結論: NVMe-to-GPU直結転送技術「ntransformer」により、コンシューマGPU 1枚で70Bクラスの大規模LLMを動かせる時代が到来した。

RTX 3090たった1枚で、700億パラメータのLlama 70Bが動く時代が来ました。

  • ✔️ NVMe SSD → GPU へ直接データ転送。CPUを完全バイパスする新技術「ntransformer」
  • ✔️ 従来のmmap方式と比較して最大83倍の高速化を実現
  • ✔️ Hacker Newsで301ポイント・80コメント超の大反響。ローカルLLM民主化の新章

この記事の対象読者:ローカルLLMに興味のあるエンジニア、VRAM不足に悩むAI開発者、オンプレミスLLM導入を検討する企業のIT責任者

今日やること → ntransformerの技術を理解し、自社のローカルLLM戦略を見直す

「70Bモデルを動かしたい。でもVRAMが足りない」——ローカルLLMに取り組む人なら、一度はぶつかる壁ですよね。Llama 3.1 70Bをフル精度で動かすには約140GBのメモリが必要。4ビット量子化しても35GB。RTX 3090の24GB VRAMじゃ、どう逆立ちしても入りきらないわけです。

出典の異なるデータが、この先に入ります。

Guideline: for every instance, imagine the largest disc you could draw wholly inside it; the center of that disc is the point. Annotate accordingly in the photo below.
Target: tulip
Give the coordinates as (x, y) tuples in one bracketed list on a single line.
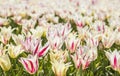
[(83, 56), (72, 42), (5, 33), (30, 63), (114, 58), (59, 55), (60, 68), (54, 39), (14, 51), (5, 62), (108, 38), (64, 30), (33, 46)]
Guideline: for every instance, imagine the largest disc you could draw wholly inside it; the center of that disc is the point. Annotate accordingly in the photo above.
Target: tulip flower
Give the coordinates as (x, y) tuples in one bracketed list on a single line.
[(30, 63), (14, 51), (108, 38), (72, 42), (33, 46), (54, 39), (59, 55), (114, 58), (83, 56), (5, 62), (5, 34), (92, 41), (64, 30), (60, 68)]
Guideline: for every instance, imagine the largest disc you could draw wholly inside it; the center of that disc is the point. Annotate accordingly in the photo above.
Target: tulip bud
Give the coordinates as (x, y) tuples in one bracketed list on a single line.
[(5, 62)]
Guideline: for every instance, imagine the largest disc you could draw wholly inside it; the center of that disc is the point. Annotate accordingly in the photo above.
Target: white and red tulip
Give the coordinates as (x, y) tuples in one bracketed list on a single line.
[(30, 63), (34, 46), (72, 42), (114, 58)]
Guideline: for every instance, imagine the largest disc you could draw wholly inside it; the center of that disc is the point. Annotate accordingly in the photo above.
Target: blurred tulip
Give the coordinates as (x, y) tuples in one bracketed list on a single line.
[(84, 56), (64, 30), (5, 33), (30, 63), (14, 51), (114, 58), (60, 68), (54, 39), (34, 46), (108, 38), (59, 55), (5, 62), (72, 42)]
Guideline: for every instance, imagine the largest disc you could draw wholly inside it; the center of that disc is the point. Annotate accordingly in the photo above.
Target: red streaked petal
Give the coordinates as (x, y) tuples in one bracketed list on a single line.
[(43, 50), (115, 62), (36, 49)]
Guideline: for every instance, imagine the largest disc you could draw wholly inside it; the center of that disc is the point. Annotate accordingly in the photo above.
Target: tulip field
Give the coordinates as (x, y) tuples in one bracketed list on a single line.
[(59, 37)]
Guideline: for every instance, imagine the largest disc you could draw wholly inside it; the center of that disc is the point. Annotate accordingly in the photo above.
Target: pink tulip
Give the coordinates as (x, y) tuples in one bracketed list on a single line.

ところが2026年2月、この常識を覆すプロジェクトがHacker Newsに登場しました。その名は「ntransformer」。NVMe SSDからGPUメモリへダイレクトにデータを流し込み、CPUを完全にスキップするという、ちょっと信じがたいアプローチでLlama 3.1 70BをRTX 3090の1枚で動かしてしまったんです。

Show HNとして投稿されたこのプロジェクトは、あっという間に301ポイント・80コメント超を獲得。「VRAM不足の壁を突破する」技術として、世界中のエンジニアの注目を集めています。

この記事では、ntransformerの技術的な仕組みからベンチマーク結果、Hacker Newsでの賛否両論、そして日本企業がこの技術をどう活用すべきかまで、徹底的に解説します。

何が起きたのか——ntransformerの全貌

そもそもなぜVRAMが足りないのか

まず前提を整理しましょう。LLMの推論(inference)では、モデルの重み(weights)をGPUのVRAMに載せて計算を行います。Llama 3.1 70Bは名前の通り700億パラメータ。FP16で格納すると約140GB、最も一般的なQ4_K_M量子化でも約35GBが必要です。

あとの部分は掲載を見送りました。